By Jim Dickrell, editor, Dairy Today
A few weeks ago, I attended the High Plains Dairy Conference and Tour and had one of those eye-popping moments that only come when you get out of your normal frame of reference.
As part of the tour of dairies and heifer ranches, our tour bus swung into Cargill Cattle Feeders just west of Dalhart, Texas. This facility had 81,000 head of mostly black cattle on feed, and ships 170,000 head annually. I admit it. I'm cattle yard virgin. I've seen photos, but I've never actually been a 400-acre facility of pen-to-pen cattle.
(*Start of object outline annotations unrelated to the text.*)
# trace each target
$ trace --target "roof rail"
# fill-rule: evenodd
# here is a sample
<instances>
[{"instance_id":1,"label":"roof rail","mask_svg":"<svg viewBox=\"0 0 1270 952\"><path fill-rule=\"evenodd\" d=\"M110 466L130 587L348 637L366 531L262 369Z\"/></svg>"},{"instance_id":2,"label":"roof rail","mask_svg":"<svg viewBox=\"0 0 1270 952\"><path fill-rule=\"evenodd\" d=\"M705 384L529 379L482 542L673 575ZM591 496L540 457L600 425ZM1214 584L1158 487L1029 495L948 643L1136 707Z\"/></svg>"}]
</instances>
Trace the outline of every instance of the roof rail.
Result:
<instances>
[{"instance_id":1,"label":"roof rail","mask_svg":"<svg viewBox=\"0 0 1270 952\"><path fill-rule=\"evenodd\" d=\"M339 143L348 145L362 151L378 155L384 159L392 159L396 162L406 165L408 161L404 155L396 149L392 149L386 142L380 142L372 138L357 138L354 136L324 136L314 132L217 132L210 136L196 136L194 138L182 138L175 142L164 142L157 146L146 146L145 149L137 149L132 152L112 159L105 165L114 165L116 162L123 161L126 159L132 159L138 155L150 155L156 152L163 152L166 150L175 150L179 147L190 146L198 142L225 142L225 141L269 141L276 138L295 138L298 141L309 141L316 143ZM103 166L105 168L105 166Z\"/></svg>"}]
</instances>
This facility has its own feed mill, and processes and feeds about 1,000 tons of TMR daily. It houses a string of 40 horses needed to work this many cattle. The facility has some age to it, built back in the 1970s, but it is well organized with just 60 employees handling this volume of cattle and feed and, yes, manure.
As our bus made its way back through the feed alleys, a large, 10-yard capacity truck was picking up deads. Dalhart has suffered one of its roughest winters in memory, and another 5” of snow had come over night. Some of the weaker cattle, housed in open lots, succumbed.
Scott Nelson, general manager of the facility and our tour director, didn't flinch. On a facility this size, death happens. It just happens on a little bit bigger scale than most of us on the bus are accustomed.
What matters, says Nelson, is how feed yard personnel handle sick animals, and at what stage they euthanize animals that are really too sick to doctor. Shipping to market is not an option at this feedyard.
In fact, after the Westland/Hallmark fiasco in California and a similar incident at Hereford, Tex. nearly two years, the Dalhart slaughter plant simply refuses to take any downer cattle. Nelson agrees with this stance.
Slaughter plant managers now realize that animal rights groups probably have undercover employees currently working at livestock slaughter plants. If more abuse happens, they will be recorded for YouTube and released to the world.
"If we continue to send downer cows to harvest facilities, animal rights groups will shut these facilities down,” says Nelson. "There will be a lot more Hallmarks, and it will eventually hit your pocket. You will lose these facilities one by one.”
That's why Cargill has decided to euthanize downers as quickly as possible. "Five percent of cull cattle probably shouldn't be marketed,” says Nelson. "And I realize it is an equity hit to euthanize, but it has to be done.”
The cattle industry—and the dairy industry—need to take a proactive approach to handling cull cattle. Nelson quietly pleaded with dairy producers on the tour to become part of that solution.
There's never been a better time to start. With milk prices in the doldrums and cull cows commanding some pretty decent bucks, now is the time cull. But downers and potential downers simply can't be tolerated. They have no place in the food chain. (Read "A Downer for Dairy.”)
"Leverage your good image as dairy producers with the American consumer to sell more beef,” Nelson urges. "Those Happy Cows eventually have to go into hamburger. They're just changing careers.”